1. List the behaviors you want to encourage and those that you want to discourage

It’s obvious what eBay wants to encourage (see Figure 7). A look at a detailed ratings page shows they want sellers to describe products accurately, communicate well (and often), ship in a reasonable time, and not charge unreasonably for shipping. (Not incidentally, you could also view these dimensions as source of risk in a transaction.)

Figure 7: eBay encourages good behavior.

2. Be transparent

Once you know the behaviors you want to encourage, you then need to be transparent about it. Your users need to know how they are being rated and on what basis. Often a reputation is distilled into a single number — say, reputation points — but it is impossible to look at a number and derive the formula that produced it. While Wikinvest (Figure 8) doesn’t show a formula (which would be ideal), they do indicate what actions you took to receive your point total.

Figure 8: Wikinvest’s reputation system

Any clarity that is added to a reputation system will make your users happy, and it will make them more likely to behave in the manner you desire.

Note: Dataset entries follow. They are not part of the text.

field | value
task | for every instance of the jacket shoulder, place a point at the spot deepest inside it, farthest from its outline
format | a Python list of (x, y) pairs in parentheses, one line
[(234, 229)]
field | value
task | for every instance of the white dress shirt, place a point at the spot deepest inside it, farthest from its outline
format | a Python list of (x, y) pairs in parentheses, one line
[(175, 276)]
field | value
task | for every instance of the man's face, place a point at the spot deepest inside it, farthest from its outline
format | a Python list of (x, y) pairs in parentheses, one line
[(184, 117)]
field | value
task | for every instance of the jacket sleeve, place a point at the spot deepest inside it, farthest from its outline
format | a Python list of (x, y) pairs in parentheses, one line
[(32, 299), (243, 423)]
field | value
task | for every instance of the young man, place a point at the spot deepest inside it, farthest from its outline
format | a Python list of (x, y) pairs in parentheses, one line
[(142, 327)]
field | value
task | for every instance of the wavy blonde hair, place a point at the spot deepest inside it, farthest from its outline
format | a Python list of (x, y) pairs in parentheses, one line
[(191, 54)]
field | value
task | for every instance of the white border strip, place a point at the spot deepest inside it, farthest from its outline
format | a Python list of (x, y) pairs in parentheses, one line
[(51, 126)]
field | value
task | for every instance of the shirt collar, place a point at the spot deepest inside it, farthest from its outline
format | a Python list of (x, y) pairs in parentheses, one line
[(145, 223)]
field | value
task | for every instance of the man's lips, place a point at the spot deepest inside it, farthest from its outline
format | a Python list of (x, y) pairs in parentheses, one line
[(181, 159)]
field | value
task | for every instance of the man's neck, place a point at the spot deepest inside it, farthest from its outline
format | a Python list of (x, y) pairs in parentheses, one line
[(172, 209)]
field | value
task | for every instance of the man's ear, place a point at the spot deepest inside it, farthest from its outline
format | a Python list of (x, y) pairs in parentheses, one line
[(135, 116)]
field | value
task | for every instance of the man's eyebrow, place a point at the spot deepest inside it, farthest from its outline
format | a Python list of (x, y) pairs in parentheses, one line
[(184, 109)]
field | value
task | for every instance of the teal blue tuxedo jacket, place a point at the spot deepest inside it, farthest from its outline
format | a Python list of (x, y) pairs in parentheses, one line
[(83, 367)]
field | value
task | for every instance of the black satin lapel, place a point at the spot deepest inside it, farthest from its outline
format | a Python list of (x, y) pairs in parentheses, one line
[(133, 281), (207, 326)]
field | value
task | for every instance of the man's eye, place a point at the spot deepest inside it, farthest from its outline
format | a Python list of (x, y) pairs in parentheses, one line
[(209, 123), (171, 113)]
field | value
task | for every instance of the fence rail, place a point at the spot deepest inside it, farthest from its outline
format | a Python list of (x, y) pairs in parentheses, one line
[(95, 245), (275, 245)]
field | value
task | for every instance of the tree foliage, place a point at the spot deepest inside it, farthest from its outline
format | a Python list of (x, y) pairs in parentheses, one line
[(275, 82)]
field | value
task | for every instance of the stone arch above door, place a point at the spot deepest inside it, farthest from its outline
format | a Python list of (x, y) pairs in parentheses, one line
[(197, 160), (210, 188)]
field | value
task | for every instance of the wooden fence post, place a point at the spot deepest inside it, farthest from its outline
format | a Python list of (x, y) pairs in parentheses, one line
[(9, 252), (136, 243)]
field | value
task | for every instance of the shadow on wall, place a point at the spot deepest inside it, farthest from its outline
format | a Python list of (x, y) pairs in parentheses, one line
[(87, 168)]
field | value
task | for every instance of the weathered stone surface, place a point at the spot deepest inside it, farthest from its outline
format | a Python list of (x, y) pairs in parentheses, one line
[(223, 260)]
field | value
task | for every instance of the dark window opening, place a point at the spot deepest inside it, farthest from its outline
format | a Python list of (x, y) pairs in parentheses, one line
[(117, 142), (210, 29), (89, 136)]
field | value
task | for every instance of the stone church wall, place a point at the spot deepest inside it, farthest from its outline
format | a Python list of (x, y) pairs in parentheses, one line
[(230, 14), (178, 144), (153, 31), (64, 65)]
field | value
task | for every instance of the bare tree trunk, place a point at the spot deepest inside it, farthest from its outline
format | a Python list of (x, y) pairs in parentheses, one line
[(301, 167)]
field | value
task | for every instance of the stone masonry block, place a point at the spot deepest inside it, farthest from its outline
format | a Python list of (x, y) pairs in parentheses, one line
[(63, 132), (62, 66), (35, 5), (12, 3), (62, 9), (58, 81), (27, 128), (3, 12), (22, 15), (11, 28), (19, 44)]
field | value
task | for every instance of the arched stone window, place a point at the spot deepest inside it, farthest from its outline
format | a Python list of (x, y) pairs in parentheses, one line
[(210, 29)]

3. Keep your reputation system flexible

Any scoring system is open to abuse, and chances are that any reputation system you design will be abused in imaginative ways that you can’t predict. Therefore it’s important to keep your system flexible. If people begin behaving in ways that enhance their reputation but don’t enhance the community, the reputation system needs to be adjusted.

Changing the weighting of certain behaviors is one way to adjust your system. Adding ratings (or points) for new behaviors is another. The difficulty here will be in keeping everything fair. People don’t like a shifting playing field, so tweaks are better than wholesale changes. And changes should also be communicated clearly.

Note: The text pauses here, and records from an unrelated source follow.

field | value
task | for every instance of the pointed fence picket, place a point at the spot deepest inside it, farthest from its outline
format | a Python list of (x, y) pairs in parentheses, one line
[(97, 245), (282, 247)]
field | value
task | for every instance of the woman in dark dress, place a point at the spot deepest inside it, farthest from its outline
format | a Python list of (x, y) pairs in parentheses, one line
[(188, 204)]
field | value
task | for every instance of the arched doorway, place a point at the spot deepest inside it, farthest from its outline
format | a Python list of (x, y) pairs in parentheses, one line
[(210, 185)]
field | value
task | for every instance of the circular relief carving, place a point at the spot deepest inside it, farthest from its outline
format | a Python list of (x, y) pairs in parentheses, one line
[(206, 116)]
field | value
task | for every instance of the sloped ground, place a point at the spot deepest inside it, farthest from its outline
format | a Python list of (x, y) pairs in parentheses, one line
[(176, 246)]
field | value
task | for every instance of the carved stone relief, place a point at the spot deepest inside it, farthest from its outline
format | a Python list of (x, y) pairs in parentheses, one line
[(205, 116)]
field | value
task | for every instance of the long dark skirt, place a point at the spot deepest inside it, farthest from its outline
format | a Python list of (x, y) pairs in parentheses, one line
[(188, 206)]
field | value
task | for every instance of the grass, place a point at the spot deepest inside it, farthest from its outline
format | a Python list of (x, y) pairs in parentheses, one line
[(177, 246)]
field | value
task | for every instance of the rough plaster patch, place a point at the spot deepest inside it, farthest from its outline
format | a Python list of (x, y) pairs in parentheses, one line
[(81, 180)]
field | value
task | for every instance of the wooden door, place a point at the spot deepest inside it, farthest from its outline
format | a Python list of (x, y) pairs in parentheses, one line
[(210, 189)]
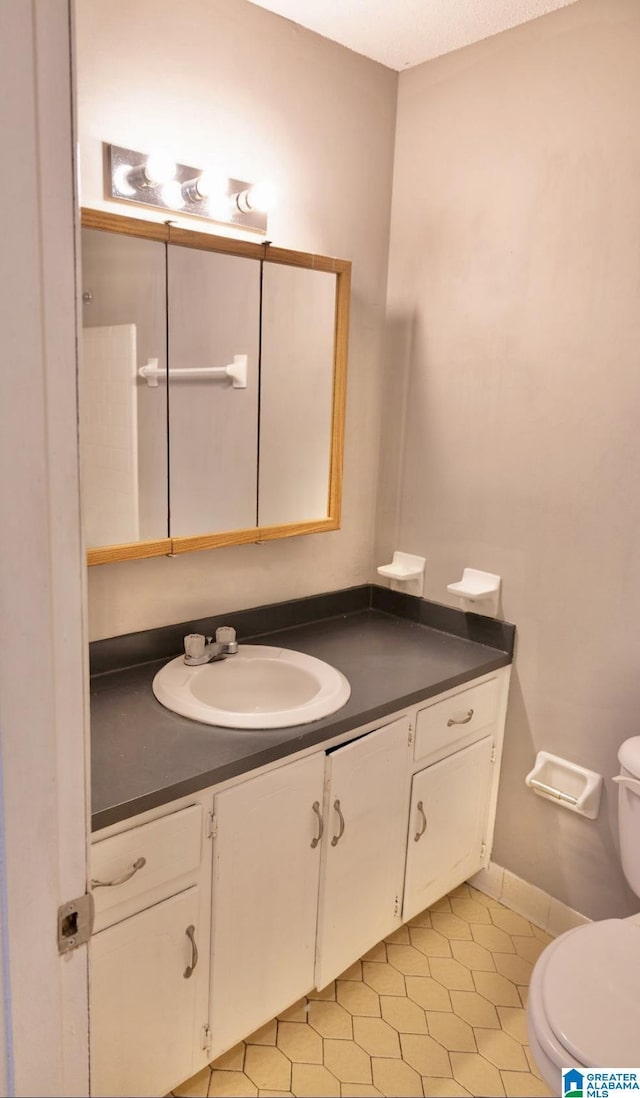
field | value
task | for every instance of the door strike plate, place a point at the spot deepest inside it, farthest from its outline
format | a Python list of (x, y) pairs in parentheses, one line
[(75, 922)]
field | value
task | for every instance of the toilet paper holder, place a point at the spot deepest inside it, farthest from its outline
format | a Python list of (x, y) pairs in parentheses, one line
[(572, 786)]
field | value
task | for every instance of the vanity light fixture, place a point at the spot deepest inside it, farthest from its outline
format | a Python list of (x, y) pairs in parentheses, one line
[(155, 180)]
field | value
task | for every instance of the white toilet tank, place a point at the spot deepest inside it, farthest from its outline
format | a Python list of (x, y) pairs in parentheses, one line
[(629, 810)]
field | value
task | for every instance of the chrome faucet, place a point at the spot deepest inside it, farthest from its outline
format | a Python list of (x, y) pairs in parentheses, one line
[(200, 649)]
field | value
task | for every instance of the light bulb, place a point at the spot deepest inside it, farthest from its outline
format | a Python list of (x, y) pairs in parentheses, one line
[(258, 198), (121, 179), (159, 169), (171, 194), (209, 185), (261, 195)]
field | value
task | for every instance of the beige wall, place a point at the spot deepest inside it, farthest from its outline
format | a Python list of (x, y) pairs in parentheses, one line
[(513, 390), (270, 100)]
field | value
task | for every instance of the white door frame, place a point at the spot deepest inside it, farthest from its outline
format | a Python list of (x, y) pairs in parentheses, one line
[(43, 661)]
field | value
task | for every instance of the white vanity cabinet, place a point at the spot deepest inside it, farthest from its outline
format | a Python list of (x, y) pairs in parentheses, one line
[(458, 749), (365, 847), (148, 990), (267, 859), (313, 861), (448, 821)]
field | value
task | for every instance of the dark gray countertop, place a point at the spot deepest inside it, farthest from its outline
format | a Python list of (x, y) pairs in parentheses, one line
[(144, 755)]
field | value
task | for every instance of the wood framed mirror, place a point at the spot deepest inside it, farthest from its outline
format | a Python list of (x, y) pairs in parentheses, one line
[(178, 456)]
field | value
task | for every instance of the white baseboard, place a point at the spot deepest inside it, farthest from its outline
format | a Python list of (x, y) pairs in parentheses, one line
[(526, 899)]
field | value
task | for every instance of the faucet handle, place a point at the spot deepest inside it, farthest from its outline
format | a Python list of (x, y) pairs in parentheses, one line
[(226, 635), (194, 646)]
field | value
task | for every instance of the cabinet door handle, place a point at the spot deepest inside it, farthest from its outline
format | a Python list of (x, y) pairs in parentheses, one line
[(321, 825), (125, 876), (191, 936), (419, 835), (337, 837), (463, 720)]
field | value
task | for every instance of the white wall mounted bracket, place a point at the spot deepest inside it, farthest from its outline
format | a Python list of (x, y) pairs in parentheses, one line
[(406, 573), (574, 787), (478, 592)]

4. Avoid negative reputations

When possible, reputation systems should also be non-negative towards the individual. While negative reputations are important to protect people, negative reputations should not always be emphasized. This is specifically true in community sites where users generate much of the content, and not much is at stake (except perhaps your prestige).

Looking at our example above (Figure 8), Wikinvest uses the term “Analyst” (a nice, non-offensive term … if you’re not in investment banking), to mean, “this person isn’t really contributing much.”

5. Reflect reality

Systems sometimes fail on community sites when people belong to multiple communities and their complete reputations are not contained within any one of them. While there are exceptions, allowing reputations earned elsewhere to be imported can be a smart way to bring your system in line with reality and increase the value of information that it provides.

Conclusion

Our discussion of rating systems and reputation systems is certainly incomplete. We do hope that we’ve given a good description of risk in online transactions, and how understanding this can help user experience designers better manage risk via the design of more robust rating and reputation systems.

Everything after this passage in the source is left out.